III. Problems Suitable for Greedy Algorithms
The prerequisite for applying a greedy strategy is that a locally optimal choice leads to a globally optimal solution. In practice such cases are rare; one usually tests a few concrete data instances to judge suitability.
IV. Implementation Framework
Start from an initial solution; then repeatedly improve it:
while (can move toward the overall goal) {
use a feasible decision to obtain an element of a feasible solution;
}Finally, combine all obtained elements into a feasible solution for the original problem.
V. Choosing a Greedy Strategy
Because a greedy algorithm can only reach a global optimum through locally optimal decisions, it is essential to verify that the problem satisfies the necessary conditions before adopting a greedy strategy.
VI. Example Analysis
Consider a fractional knapsack problem with capacity M = 150 and seven items:
Items: A B C D E F G Weights: 35 30 60 50 40 10 25 Values: 10 40 30 50 35 40 30
Objective: maximize total value ∑p_i subject to ∑w_i ≤ M .
Three greedy strategies are examined:
Select the item with the highest value.
Select the item with the smallest weight.

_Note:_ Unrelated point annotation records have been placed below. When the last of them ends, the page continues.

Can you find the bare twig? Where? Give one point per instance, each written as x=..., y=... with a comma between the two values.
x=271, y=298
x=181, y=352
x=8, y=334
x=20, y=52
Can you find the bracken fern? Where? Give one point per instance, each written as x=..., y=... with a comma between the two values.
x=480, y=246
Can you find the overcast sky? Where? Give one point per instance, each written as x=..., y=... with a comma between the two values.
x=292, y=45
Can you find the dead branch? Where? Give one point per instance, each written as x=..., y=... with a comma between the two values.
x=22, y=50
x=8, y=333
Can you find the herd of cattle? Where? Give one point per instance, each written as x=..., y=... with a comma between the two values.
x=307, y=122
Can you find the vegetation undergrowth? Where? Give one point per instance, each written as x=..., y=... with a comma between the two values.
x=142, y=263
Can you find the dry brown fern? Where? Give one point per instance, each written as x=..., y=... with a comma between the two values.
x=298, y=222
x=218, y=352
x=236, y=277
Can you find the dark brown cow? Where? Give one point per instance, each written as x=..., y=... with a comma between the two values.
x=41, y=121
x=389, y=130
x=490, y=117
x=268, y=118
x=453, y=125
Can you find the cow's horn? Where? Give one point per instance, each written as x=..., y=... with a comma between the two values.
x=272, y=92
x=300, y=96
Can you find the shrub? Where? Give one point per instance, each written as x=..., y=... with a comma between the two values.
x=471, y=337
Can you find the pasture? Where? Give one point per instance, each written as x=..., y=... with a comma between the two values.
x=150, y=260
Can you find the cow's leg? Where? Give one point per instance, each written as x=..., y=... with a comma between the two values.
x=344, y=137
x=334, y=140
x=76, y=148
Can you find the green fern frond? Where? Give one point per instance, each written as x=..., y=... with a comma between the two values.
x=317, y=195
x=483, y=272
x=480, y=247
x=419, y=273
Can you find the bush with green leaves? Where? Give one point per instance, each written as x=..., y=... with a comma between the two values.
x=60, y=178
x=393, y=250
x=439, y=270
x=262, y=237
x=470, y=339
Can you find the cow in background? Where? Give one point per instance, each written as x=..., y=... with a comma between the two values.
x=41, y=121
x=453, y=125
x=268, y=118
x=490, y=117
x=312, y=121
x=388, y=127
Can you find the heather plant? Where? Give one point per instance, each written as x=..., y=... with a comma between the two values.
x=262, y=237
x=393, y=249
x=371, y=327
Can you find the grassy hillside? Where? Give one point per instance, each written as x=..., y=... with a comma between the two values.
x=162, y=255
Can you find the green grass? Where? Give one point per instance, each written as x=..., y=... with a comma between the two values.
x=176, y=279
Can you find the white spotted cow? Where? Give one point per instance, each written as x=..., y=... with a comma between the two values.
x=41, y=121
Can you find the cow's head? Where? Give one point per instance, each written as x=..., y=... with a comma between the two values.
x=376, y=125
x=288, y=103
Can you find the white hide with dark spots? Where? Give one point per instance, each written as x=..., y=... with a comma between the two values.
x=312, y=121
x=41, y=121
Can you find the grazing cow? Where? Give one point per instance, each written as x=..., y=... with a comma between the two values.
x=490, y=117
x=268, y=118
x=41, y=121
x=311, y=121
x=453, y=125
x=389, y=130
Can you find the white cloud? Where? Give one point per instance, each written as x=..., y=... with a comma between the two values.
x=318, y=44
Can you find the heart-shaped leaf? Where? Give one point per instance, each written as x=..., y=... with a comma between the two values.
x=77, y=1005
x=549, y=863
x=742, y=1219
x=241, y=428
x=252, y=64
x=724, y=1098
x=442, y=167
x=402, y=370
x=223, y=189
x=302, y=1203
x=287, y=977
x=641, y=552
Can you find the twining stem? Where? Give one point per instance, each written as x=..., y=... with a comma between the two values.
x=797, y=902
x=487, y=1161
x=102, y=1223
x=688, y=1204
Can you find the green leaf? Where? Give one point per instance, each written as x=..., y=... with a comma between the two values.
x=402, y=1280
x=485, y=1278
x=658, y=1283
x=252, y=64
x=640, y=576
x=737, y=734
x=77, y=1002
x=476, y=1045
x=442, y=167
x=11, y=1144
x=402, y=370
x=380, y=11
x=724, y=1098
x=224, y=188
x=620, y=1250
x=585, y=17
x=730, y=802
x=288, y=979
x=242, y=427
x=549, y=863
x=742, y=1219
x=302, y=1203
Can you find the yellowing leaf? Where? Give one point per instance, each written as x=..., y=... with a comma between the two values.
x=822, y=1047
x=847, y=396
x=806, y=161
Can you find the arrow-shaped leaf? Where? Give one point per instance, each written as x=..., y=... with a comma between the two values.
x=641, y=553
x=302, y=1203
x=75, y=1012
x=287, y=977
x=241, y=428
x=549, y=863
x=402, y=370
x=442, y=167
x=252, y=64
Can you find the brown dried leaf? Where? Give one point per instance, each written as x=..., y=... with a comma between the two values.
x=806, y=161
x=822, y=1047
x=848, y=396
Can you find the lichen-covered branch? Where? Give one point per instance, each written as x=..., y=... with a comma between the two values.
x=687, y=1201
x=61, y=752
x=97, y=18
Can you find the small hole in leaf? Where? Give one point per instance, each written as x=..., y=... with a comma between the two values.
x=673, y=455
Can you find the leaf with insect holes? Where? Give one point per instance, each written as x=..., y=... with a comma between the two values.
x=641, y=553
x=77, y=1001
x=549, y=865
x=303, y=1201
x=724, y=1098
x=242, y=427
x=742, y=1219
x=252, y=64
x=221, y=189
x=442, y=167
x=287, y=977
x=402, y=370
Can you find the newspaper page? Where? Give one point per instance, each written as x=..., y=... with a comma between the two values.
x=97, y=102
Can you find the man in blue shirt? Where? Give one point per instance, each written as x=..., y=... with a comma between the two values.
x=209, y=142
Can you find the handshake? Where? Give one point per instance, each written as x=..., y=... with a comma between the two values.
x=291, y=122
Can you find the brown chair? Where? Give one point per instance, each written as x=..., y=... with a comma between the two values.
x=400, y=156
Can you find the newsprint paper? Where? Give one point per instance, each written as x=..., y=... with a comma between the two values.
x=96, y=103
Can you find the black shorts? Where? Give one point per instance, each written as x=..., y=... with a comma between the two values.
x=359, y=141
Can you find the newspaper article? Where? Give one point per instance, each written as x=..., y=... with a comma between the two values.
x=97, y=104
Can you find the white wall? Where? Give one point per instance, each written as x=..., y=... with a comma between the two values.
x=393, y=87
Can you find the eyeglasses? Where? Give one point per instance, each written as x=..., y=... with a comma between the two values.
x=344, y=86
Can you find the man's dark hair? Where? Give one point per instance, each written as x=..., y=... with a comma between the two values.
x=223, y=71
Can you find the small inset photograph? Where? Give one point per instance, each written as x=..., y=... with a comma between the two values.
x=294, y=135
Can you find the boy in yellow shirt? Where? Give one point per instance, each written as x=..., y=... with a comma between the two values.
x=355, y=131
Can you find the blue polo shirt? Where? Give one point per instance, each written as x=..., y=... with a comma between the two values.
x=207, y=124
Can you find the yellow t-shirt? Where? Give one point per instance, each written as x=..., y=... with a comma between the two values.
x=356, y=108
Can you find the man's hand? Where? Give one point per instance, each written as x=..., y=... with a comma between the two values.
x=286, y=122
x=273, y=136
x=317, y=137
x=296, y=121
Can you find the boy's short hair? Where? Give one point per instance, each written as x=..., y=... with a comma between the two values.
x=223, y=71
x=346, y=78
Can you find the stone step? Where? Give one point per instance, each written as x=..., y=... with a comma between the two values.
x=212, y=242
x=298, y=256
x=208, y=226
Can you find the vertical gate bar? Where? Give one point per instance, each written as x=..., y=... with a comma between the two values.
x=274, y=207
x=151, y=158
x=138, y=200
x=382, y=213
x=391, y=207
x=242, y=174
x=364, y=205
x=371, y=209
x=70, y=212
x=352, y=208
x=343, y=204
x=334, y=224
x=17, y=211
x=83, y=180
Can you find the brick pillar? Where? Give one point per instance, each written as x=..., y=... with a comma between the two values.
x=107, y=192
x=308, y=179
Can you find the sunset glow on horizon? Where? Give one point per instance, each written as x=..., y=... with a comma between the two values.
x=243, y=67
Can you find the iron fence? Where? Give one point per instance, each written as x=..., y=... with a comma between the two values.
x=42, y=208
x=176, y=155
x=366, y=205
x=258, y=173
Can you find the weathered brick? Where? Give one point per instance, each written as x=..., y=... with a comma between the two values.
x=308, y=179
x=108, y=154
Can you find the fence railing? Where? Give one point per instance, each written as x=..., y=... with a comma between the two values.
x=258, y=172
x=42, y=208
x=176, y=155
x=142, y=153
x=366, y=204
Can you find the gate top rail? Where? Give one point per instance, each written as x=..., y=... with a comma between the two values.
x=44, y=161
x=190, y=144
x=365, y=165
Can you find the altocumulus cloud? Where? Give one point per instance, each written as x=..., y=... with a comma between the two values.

Select the item with the highest value‑to‑weight ratio.
All three strategies can fail to produce the optimal solution, as shown by counter‑examples:
(1) Max‑value strategy: with capacity 30, items A(28,30), B(12,20), C(12,20). Greedy picks A (value 30) and cannot add others, while B + C give total value 40.
(2) Min‑weight strategy: similar counter‑example demonstrates sub‑optimality.
(3) Max value‑to‑weight ratio strategy: with capacity 30, items A(28,28), B(20,20), C(10,10) all have the same ratio; choosing A leads to a non‑optimal solution.
These examples illustrate that greedy algorithms are useful only when their strategy can be proven correct; otherwise, they may yield sub‑optimal results.